しかし、「そうは言っても……」と納得した様子はありません。

本人は「苦しい」と切実に訴えます。でもじつは、本気で母親から離れたいと思っていないのだと私は理解しました。

確かに、彼にとって母の存在はうっとうしいのかもしれません。しかし、母親が食事も身の回りの世話もすべてしてくれているのですから、多少の干渉さえ我慢すれば、ラクな暮らしができているはずです。「生活の便利さ」と「親の過干渉」のどちらを選ぶのか。問題の本質は、シンプルです。

でも当人には「自分ではどうにもならない大問題」に映っていて、苦しくて仕方ない。
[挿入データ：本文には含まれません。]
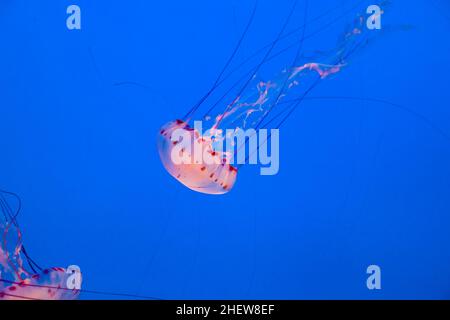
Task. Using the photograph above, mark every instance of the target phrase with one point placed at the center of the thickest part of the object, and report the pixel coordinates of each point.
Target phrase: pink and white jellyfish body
(215, 176)
(252, 101)
(51, 284)
(20, 277)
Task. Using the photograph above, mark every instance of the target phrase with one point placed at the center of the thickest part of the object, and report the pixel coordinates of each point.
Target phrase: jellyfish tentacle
(276, 54)
(230, 59)
(266, 56)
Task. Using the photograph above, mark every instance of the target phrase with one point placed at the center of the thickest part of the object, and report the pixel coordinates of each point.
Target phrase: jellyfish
(253, 100)
(21, 278)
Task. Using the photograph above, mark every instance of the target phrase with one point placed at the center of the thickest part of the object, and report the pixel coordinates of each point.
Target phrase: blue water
(360, 182)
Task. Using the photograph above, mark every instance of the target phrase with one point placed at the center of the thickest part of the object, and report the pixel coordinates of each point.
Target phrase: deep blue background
(360, 183)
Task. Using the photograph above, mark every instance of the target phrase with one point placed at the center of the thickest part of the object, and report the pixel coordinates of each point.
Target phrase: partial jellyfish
(252, 98)
(21, 278)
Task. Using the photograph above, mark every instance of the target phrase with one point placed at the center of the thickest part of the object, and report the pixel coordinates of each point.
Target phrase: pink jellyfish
(250, 102)
(20, 277)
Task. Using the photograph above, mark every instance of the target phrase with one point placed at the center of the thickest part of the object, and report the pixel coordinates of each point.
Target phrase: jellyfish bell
(50, 284)
(191, 158)
(21, 278)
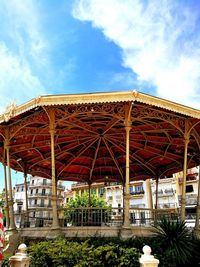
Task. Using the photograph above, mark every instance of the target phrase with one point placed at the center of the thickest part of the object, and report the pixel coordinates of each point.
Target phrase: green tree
(174, 242)
(82, 201)
(78, 211)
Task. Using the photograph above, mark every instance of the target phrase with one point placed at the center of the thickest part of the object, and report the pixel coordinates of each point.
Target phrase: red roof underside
(90, 142)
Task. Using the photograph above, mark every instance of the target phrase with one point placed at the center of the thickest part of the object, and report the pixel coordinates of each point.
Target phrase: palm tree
(175, 241)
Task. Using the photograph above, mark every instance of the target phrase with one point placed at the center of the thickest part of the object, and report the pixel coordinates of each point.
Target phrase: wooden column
(198, 204)
(156, 200)
(6, 196)
(127, 180)
(55, 223)
(183, 200)
(26, 194)
(149, 194)
(12, 225)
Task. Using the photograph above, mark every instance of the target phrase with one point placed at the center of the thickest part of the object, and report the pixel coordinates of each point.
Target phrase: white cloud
(158, 39)
(17, 83)
(23, 53)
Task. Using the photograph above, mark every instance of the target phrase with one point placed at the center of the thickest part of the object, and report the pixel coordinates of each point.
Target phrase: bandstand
(99, 137)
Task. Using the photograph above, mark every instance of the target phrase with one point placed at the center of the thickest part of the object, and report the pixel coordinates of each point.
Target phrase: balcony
(136, 193)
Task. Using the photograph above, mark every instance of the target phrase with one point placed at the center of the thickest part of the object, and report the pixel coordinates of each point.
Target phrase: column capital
(127, 196)
(128, 126)
(186, 138)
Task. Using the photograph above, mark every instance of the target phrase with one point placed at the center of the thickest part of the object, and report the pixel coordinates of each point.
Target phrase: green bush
(77, 214)
(61, 253)
(174, 243)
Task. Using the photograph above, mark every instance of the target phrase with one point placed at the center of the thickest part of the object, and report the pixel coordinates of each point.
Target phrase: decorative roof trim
(93, 98)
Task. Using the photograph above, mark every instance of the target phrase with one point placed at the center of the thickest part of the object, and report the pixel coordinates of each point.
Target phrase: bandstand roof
(90, 136)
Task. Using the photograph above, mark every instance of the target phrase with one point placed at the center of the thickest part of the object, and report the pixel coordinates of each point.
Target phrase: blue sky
(65, 46)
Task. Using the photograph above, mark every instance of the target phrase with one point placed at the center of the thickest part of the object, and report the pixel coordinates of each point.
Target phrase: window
(142, 217)
(101, 191)
(43, 192)
(93, 191)
(131, 189)
(139, 188)
(42, 203)
(189, 188)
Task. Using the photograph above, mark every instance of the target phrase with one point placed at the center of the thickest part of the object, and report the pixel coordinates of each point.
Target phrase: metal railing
(94, 217)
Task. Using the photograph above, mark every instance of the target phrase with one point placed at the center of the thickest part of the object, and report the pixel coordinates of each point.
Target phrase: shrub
(61, 253)
(173, 242)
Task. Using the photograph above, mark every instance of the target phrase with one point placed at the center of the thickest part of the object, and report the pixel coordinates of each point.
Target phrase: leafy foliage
(174, 242)
(77, 214)
(61, 253)
(82, 201)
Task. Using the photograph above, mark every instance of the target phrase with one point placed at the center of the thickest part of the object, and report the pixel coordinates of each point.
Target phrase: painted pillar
(26, 195)
(149, 194)
(127, 181)
(198, 204)
(156, 202)
(12, 225)
(55, 223)
(183, 199)
(6, 196)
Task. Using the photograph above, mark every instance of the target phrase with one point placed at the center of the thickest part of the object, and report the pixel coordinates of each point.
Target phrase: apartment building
(39, 200)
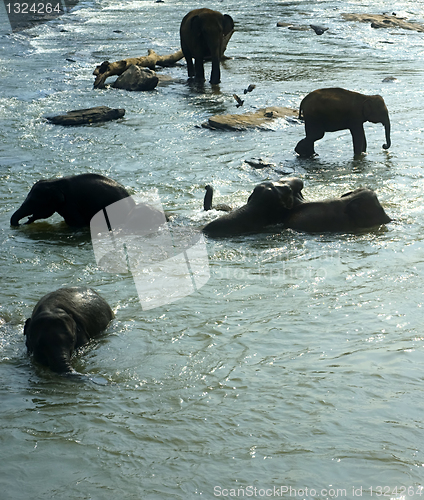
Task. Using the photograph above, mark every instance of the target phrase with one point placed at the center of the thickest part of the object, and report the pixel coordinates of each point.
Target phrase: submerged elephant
(202, 35)
(76, 198)
(358, 209)
(61, 322)
(270, 203)
(328, 110)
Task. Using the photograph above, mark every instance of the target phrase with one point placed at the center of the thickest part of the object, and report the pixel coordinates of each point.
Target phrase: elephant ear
(365, 210)
(228, 24)
(26, 326)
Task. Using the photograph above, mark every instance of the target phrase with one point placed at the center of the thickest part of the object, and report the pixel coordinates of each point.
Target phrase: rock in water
(86, 116)
(136, 78)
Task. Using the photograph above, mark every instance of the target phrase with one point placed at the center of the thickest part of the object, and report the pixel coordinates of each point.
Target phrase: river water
(299, 364)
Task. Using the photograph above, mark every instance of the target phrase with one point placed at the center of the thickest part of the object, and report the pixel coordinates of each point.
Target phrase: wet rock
(384, 21)
(136, 78)
(258, 119)
(86, 116)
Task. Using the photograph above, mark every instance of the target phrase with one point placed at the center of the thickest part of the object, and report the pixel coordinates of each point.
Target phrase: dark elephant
(61, 322)
(269, 204)
(202, 35)
(76, 198)
(328, 110)
(208, 201)
(358, 209)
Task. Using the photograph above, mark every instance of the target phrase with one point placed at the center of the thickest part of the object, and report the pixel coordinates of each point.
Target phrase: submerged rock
(136, 78)
(86, 116)
(257, 119)
(385, 21)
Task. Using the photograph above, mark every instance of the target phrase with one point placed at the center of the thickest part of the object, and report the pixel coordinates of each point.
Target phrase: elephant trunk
(18, 215)
(387, 129)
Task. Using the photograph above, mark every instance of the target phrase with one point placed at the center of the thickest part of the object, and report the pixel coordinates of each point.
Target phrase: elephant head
(356, 210)
(63, 321)
(42, 202)
(269, 203)
(375, 111)
(51, 337)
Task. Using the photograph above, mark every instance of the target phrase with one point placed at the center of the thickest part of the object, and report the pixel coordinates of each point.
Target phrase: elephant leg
(216, 72)
(305, 147)
(359, 140)
(189, 59)
(200, 70)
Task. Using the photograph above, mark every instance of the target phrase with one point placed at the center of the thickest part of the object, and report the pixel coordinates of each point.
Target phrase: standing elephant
(270, 203)
(76, 198)
(61, 322)
(328, 110)
(358, 209)
(202, 35)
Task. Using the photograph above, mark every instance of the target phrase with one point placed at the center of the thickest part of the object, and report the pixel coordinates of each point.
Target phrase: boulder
(136, 78)
(384, 21)
(85, 116)
(258, 119)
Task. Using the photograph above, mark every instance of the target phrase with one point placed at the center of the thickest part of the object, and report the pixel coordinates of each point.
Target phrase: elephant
(61, 322)
(207, 201)
(269, 204)
(331, 109)
(202, 35)
(358, 209)
(76, 198)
推測するに、彼には仕事や他の人間関係で悩みがあり、その鬱々うつうつとした思いを母親にぶつけていただけなのかもしれません。

感情と状況を切り分けて考える

人間関係の問題を考えるときに大事なのは、「つらい」「憎い」「嫌いだ」の話と、「今起きている出来事」とは、別ものだと理解することです。

まずその前提に立たないことには、話は始まりません。

しかし多くの人は、その2つを混同しています。だから、堂々巡りを繰り返してしまうのです。相手との関係を正確に把握することなく、自分ひとりの思い込みで動いても、うまくいくはずはありません。

「今起きている出来事がつらいから悩んでいるのに、2つを切り離して考えるなんてできない」と言う方もいます。

でも、「今の状況」と「こうあって欲しい状況」が違うのなら、問題を明らかに見なければなりません。そのために、感情と状況を切り分けるのです。

要するに、冷静になって「考える」わけです。たとえば「上司が嫌いで会社に行くのがつらい」というのは、性格的あるいは人間的に「合わない」のか、それとも仕事上で「うまくいかない」のか。前者なら、仕事上の必要以外に接触する時間を極力減らし、さらに相手を適当に褒めるかおだてるテクニックを身につけると、状況はかなり改善するはずです。

後者なら、相手を仕事に関わる「条件」として配慮しつつ、当面の課題に集中するのです。その場合、最終的な手柄を相手に譲る覚悟で臨むと、事態は好転しやすいと思います。